HPCC benchmark HPL results degrade as more cores are used

Wilson_P_ · ‎12-07-2017

I have a 6-node cluster consisting of 12 cores per node with a total of 72 cores.

When running the HPCC benchmark on 6 cores - 1 core per node, 6 nodes - HPL results is 1198.87 GFLOPS. However, running HPCC on all available cores of the 6-node cluster, for a total of 72 cores, HPL results is 847.421 GFLOPS.

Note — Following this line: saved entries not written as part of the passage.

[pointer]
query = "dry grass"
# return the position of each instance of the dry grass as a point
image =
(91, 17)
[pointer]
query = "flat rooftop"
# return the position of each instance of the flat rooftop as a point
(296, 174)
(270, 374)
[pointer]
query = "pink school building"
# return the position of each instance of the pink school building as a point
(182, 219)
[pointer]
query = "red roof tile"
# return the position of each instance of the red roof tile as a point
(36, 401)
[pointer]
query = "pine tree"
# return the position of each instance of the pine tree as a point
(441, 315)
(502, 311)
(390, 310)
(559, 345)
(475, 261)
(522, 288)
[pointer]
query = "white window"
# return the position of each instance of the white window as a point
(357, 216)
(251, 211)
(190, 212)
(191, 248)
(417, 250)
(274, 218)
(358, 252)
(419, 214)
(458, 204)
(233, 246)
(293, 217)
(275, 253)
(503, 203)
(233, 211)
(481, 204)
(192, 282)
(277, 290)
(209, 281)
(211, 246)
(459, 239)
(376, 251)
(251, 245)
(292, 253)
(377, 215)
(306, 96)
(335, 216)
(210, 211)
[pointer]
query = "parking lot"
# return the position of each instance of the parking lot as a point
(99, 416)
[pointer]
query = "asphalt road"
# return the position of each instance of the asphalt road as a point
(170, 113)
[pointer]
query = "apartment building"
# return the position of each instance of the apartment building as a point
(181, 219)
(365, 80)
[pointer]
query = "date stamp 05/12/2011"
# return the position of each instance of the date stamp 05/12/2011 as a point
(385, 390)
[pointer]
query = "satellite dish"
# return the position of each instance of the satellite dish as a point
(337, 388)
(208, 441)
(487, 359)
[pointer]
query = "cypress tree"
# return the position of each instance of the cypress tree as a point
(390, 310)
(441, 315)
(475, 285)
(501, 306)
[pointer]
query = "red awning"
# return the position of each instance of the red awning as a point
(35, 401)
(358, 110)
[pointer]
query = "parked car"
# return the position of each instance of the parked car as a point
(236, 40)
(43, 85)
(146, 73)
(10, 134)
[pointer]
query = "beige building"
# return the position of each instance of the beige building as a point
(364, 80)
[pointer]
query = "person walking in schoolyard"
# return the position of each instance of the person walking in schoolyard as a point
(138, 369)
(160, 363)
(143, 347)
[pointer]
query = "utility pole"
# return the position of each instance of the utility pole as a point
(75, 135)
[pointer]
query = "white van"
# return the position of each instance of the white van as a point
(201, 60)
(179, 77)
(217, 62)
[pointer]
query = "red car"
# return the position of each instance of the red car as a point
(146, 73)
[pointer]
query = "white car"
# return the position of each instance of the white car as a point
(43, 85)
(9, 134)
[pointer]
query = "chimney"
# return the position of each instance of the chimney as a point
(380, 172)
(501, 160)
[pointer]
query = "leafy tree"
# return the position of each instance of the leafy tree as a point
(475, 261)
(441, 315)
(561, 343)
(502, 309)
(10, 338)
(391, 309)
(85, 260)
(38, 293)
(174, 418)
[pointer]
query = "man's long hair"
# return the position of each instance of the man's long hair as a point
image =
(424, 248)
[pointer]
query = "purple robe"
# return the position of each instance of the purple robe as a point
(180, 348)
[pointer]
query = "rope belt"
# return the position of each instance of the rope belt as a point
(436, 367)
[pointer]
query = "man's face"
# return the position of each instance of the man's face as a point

MPI Library Used: Intel(R) MPI Library for Linux* OS, Version 2018 Update 1 Build 20171011 (id: 17941)

Options to mpiexec.hydra:
-print-rank-map
-pmi-noaggregate
-nolocal
-genvall
-genv I_MPI_DEBUG 5
-genv I_MPI_HYDRA_IFACE ens2f0
-genv I_MPI_FABRICS shm:tcp
-n 72
-ppn 12
-ilp64
--hostname filename

Any ideas?

Thanks in advance.

McCalpinJohn · ‎12-07-2017

I would assume that Intel's MKL library is using all of the cores on each node. That is the default unless you compile with the serial version of MKL or specify MKL_NUM_THREADS=1. The lower performance for your second test is probably due to the overhead of using 72 MPI tasks (running with 1 thread per task) rather than 6 MPI tasks (running with 12 threads per task).

Wilson_P_ · ‎12-07-2017

John,

Yes, the intention is to run the HPCC benchmark on all 72 available cores.

P and Q have been set to 8 and 9 in the HPCC configuration file (hpccinf.txt)

Do you have any recommendations for reducing this overhead?

Wilson

McCalpinJohn · ‎12-07-2017

You did not tell us what sort of system you are running, so it is not possible to tell if the performance you reported is near expected values.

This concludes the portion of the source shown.